Человек в черном плаще на этот раз был поражен:
— Кажется, я понял. Это тот, кого вы любили и боялись больше всех: Ульрих из Майнца. И он жив.
— Да, он жив. И он здесь.
— И вы вызвали нас, чтобы мы его победили? Да или нет?
— Вы совершили ошибку, борясь со мной и полагая, что я его сообщник. Теперь у вас есть шанс эту ошибку исправить и спасти ваши души. Мы можем предотвратить события одиннадцатого августа тысяча девятьсот девяносто девятого года. Я так думаю.
В то время как разворачивался этот разговор, пляска звезд стала неистовой. Их траектории начали скручиваться, образуя что-то вроде чудовищной воронки. На дне ее зияла тьма чернее вселенской.
— Воронка, — объявил Нострадамус.
Женщина прижала руки к груди, сразу растеряв все свое самообладание.
— И оттуда сейчас появится Ульрих, Владыка Ужаса?
— Нет, всего лишь его посланник, — сказал пророк. — Приготовьтесь к страшному видению.

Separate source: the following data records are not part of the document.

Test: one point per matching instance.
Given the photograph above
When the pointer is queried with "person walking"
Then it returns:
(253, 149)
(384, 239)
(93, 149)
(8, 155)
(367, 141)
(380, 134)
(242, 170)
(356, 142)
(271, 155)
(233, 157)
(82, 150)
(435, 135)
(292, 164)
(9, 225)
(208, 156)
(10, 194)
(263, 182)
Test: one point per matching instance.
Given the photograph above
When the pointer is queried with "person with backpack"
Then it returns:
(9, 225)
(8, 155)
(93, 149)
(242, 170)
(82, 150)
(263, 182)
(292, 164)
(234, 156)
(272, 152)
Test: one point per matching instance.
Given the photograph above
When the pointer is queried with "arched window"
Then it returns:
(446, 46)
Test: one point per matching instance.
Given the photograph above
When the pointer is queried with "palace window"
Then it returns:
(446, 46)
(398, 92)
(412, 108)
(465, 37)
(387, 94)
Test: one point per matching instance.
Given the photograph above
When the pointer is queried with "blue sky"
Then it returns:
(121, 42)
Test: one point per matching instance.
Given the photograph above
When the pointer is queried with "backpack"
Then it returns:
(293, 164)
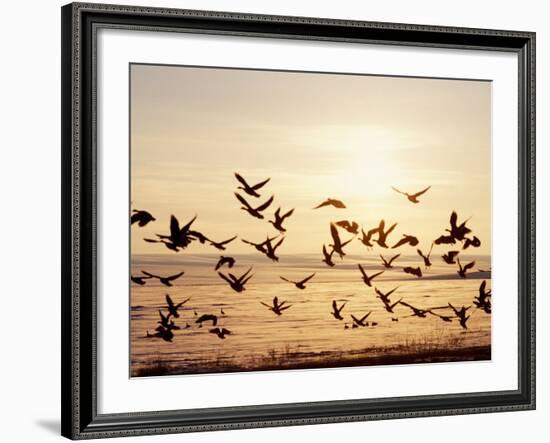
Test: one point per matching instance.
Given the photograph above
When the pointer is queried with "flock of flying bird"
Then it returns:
(180, 237)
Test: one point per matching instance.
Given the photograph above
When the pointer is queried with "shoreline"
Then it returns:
(297, 360)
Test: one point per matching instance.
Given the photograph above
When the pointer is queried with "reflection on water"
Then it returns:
(306, 335)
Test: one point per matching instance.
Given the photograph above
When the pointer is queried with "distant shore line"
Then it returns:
(329, 359)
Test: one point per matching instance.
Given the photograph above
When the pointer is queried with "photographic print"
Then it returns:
(292, 220)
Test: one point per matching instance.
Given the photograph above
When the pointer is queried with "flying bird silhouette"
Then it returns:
(250, 190)
(366, 238)
(351, 227)
(229, 261)
(463, 269)
(139, 279)
(207, 317)
(237, 284)
(327, 258)
(410, 239)
(331, 202)
(382, 235)
(277, 307)
(221, 245)
(337, 245)
(279, 219)
(449, 257)
(414, 271)
(299, 284)
(360, 321)
(388, 263)
(220, 332)
(336, 311)
(413, 198)
(426, 258)
(166, 281)
(475, 242)
(173, 308)
(254, 212)
(142, 218)
(366, 278)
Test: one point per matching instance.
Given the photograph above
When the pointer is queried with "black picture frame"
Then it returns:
(79, 174)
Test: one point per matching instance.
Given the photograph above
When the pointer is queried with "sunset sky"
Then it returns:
(350, 137)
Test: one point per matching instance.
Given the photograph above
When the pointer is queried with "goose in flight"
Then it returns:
(166, 243)
(463, 269)
(360, 321)
(142, 218)
(166, 281)
(250, 190)
(299, 284)
(221, 245)
(385, 297)
(426, 258)
(254, 212)
(229, 261)
(413, 198)
(413, 271)
(410, 239)
(475, 242)
(327, 258)
(366, 278)
(449, 257)
(279, 219)
(445, 240)
(336, 311)
(417, 312)
(331, 202)
(388, 263)
(237, 284)
(277, 307)
(461, 315)
(165, 323)
(337, 245)
(383, 235)
(172, 308)
(207, 317)
(458, 232)
(482, 301)
(351, 227)
(139, 279)
(165, 333)
(366, 238)
(178, 237)
(220, 332)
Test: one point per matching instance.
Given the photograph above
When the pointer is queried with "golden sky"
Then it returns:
(349, 137)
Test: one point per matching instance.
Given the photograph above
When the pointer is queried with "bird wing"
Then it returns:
(305, 280)
(418, 194)
(241, 180)
(225, 278)
(243, 201)
(175, 276)
(335, 235)
(397, 190)
(265, 205)
(169, 301)
(174, 227)
(260, 185)
(320, 205)
(400, 242)
(288, 214)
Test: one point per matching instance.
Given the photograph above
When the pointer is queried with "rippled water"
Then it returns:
(306, 333)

Я прожил с ним почти всю жизнь.
Из глубины воронки ему ответил хриплый, гнусный смешок. Из песка выпросталась черная саранча и взлетела, шурша прозрачными крыльями.
А потом появился Парпалус.
ДОЖДЬ В ЭКСЕ
Та, что была некогда Катериной Чибо-Варано, гордой герцогиней Камерино, голая и окровавленная, лежала под дождем в одном из закоулков за стенами Экса. Пока ее жестоко секли на каждом перекрестке, она ни разу не потеряла сознания, хотя спина быстро превратилась в сплошное месиво. Она плакала только поначалу, а потом глаза высохли, наверное, от боли, которая притупила все ощущения, и тело уже ничего не чувствовало. Тело, но не разум.

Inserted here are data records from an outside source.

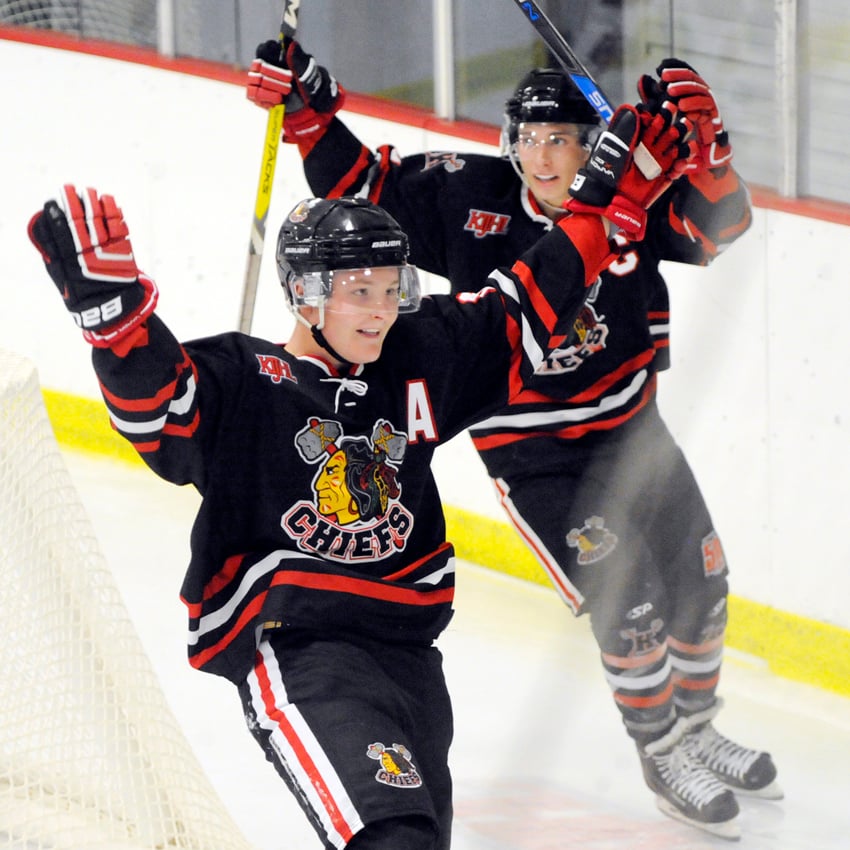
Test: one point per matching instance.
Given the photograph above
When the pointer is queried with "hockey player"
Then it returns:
(583, 464)
(320, 575)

Ненужная ясность рассудка заставила ее пройти все стадии собственного унижения, не дав убежища ни в безумии, ни в обмороке. Председатель городского парламента Мейнье д'Оппед приказал солдатам и черни воздерживаться от непристойностей в отношении наказуемой, но все остальное она вытерпела сполна. Ей вырывали волосы, били камнями и палками, секли кнутом. В довершение всего, когда она, задыхаясь, упала в грязь, несколько крестьян помочились на нее сверху. Парадоксально, но именно они ее и спасли. Похоже, эта терпкая жидкость промыла раны и не дала распространиться инфекции. Увидев, что она жива, и не осмеливаясь отдать приказ ее добить, Мейнье велел выбросить ее за городскую стену.
1
Катрен LXXII, центурия X. Перевод Л. Здановича.